認知症を引き起こす<アカン睡眠習慣>9選「発症リスクを高める睡眠時間、寝つけないときの対処法」など医師が解説

 同じことを何度も言う、忘れ物や探し物が多くなる、簡単な計算や仕事に時間がかかるといった症状があらわれる「認知症」。厚生労働省の推計によると、65才以上の高齢者の約5人に1人が認知症を発症するといわれている。超高齢社会の日本では誰もがなりうる認知症。そんな中、明らかになっていないことも多いが睡眠不足や睡眠障害が認知症の発症リスクを高めるという。認知症を引き起こす<アカン睡眠習慣>について専門家に話を聞いた。

教えてくれた人

中山明峰さん/睡眠専門医。医学博士。めいほう睡眠めまいクリニック院長。“Good Sleep, Good Life! 良い睡眠は良き人生に導く”を信念に、患者に寄り添った診断・治療を行う。著書に『60歳からの認知症にならない眠り方』(現代書林)など。

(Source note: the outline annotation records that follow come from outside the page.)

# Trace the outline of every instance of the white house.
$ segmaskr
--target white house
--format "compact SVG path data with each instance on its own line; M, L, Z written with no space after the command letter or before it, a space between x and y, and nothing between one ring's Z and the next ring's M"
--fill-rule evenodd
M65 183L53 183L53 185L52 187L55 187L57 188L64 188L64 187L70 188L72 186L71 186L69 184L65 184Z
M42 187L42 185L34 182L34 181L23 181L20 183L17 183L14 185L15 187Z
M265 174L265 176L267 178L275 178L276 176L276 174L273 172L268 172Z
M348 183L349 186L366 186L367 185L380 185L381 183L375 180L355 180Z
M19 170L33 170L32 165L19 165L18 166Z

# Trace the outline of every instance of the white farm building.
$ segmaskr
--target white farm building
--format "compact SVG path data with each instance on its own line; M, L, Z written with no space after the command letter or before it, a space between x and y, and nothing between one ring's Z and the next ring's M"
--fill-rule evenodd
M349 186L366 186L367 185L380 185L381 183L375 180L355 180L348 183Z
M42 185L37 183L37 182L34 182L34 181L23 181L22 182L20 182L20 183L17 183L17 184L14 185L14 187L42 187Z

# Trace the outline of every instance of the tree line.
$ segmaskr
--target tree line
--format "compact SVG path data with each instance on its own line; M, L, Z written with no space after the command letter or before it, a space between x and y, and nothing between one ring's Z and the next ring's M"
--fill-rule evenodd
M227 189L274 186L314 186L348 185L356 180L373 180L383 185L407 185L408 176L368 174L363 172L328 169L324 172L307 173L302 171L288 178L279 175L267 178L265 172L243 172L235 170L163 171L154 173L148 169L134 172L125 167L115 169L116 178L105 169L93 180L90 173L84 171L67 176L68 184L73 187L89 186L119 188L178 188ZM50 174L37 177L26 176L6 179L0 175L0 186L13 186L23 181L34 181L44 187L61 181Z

岩瀬利郎さん/精神科医。認知症サポート医。東京国際大学医療健康学部准教授、日本医療科学大学兼任教授。睡眠専門医、臨床心理士、公認心理師でもある。著書に『認知症になる48の悪い習慣 ぼけずに楽しく長生きする方法』(ワニブックス)など。

認知症のリスクが高まる睡眠時間とは?

「2021年にイギリスの科学誌『ネイチャー・コミュニケーションズ』で報告された調査によると、睡眠時間が6時間以下だった人は7時間の睡眠をとる人に比べ、認知症のリスクが30%高かったそうです」

 とは、睡眠専門医の中山明峰さんだ。睡眠時間と認知症リスクの因果関係はまだ不明だが、判明していることもあるという。

「アルツハイマー型認知症の原因であるアミロイドβは睡眠の質が悪いとたまりやすいことがわかっています。さらに充分な睡眠を確保すれば、脳内にたまったアミロイドβを減らせるという研究レポートもあります」(中山さん・以下同) 

 質のよい睡眠は認知症を予防するだけではない。昼間に活動するためのエネルギーもチャージしてくれる。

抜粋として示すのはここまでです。